CONVERSA AO PÉ DO OUVIDO (I)
(Por Germano Correia da Silva)

- Lembro-me como se tudo tivesse acontecido algumas horas atrás - suspirou o camponês Domingos, sentado numa cadeira de balanço no alpendre de sua casa, apoiando uma das mãos no ombro do seu primogênito, o garoto Manoel Messias, de quatorze anos, que estava sentado ao seu lado, numa outra cadeira. E assim o varão se expressou:

- Sabe meu filho, já faz bastante tempo, quando eu ainda era uma criança, todos os anos eu e os meus irmãos, nos reuníamos algumas vezes no decorrer do ano, para fazermos uma "vaquinha" com o objetivo de comprarmos presentes para a mamãe e para o papai. Era um "deus-nos-acuda", pois naquela época nenhum de nós tinha sequer um emprego fixo, mas fazíamos questão de homenageá-los de forma brilhante no dia dedicado a todas as mães e a todos os pais, respectivamente, bem como nas datas dos aniversários de cada um deles.

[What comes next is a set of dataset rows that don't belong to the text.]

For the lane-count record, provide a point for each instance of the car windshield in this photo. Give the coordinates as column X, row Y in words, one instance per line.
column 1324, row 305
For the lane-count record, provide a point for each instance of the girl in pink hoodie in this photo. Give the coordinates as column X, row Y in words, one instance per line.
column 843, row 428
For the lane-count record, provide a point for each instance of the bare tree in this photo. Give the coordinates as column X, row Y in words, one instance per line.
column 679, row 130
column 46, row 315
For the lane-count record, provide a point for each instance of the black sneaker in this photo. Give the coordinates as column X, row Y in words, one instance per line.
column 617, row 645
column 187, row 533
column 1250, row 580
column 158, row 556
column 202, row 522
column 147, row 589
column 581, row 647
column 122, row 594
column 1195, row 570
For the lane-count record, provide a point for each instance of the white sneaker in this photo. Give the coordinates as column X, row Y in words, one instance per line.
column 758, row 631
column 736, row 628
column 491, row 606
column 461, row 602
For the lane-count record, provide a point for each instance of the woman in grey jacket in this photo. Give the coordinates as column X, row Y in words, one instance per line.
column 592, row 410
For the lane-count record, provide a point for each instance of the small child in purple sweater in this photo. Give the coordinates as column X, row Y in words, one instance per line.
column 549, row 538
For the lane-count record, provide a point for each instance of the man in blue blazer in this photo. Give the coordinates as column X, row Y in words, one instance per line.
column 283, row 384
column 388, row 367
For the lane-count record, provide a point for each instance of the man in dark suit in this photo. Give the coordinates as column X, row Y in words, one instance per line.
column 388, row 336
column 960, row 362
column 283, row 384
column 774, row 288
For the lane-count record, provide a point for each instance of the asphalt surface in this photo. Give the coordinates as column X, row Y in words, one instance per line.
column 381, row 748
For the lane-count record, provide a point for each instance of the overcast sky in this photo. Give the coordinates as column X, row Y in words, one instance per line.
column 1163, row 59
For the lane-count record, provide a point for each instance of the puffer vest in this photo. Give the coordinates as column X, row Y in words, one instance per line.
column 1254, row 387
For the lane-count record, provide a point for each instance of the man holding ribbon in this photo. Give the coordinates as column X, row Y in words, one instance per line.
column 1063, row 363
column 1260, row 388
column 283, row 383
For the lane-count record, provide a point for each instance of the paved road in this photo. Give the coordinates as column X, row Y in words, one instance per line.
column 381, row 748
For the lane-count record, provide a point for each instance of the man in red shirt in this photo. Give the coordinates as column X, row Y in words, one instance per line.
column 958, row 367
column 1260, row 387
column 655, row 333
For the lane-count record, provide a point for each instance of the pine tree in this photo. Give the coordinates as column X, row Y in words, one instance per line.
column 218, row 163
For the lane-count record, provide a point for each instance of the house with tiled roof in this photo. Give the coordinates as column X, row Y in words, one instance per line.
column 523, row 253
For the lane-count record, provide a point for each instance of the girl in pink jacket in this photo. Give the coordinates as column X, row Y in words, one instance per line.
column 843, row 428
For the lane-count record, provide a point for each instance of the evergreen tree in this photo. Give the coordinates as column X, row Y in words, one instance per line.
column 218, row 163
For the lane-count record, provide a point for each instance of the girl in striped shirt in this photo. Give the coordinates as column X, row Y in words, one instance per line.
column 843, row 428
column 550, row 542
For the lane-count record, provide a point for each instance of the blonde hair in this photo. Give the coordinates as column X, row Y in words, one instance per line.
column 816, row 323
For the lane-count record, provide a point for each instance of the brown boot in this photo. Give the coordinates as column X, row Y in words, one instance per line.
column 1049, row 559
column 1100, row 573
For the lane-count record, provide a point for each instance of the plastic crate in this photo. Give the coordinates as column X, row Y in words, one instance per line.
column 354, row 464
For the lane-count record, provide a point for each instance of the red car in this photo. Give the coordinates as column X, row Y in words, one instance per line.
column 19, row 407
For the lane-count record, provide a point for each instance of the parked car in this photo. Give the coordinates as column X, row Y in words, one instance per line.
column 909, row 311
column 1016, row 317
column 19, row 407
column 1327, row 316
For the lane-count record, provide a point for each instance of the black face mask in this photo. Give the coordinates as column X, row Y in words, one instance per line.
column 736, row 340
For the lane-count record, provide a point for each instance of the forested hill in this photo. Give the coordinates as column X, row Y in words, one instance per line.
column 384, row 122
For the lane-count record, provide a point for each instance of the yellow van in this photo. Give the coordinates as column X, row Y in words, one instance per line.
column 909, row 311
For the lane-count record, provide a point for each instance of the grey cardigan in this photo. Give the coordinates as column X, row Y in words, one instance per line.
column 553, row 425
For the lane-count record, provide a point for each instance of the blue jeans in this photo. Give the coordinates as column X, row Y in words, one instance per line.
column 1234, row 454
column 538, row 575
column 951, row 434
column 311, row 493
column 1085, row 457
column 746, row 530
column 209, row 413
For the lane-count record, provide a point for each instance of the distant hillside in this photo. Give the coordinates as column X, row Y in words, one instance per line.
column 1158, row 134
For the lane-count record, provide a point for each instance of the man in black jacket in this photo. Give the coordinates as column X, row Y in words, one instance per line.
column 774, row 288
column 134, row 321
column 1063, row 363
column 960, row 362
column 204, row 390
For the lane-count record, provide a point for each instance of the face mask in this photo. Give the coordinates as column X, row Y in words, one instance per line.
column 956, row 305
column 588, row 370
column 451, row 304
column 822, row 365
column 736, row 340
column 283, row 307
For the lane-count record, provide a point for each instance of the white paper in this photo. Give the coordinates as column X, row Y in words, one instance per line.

Procurávamos agir sempre da mesma forma, dando-lhes alguns presentes e, tanto numa data quanto na outra, nos reuníamos com alguns dias de antecedência, tentando, assim, surpreendê-los e até com o intuito de dar mais ênfase à comemoração que pretendíamos fazer. Na maioria das vezes, perguntávamos-lhes de forma sutil e carinhosa:

- Meu velho e minha velha, o que vocês gostariam de ganhar de presente?

As respostas eram sempre as mesmas:

- Nada, meus filhos, a presença de todos vocês é bem mais importante que qualquer presente.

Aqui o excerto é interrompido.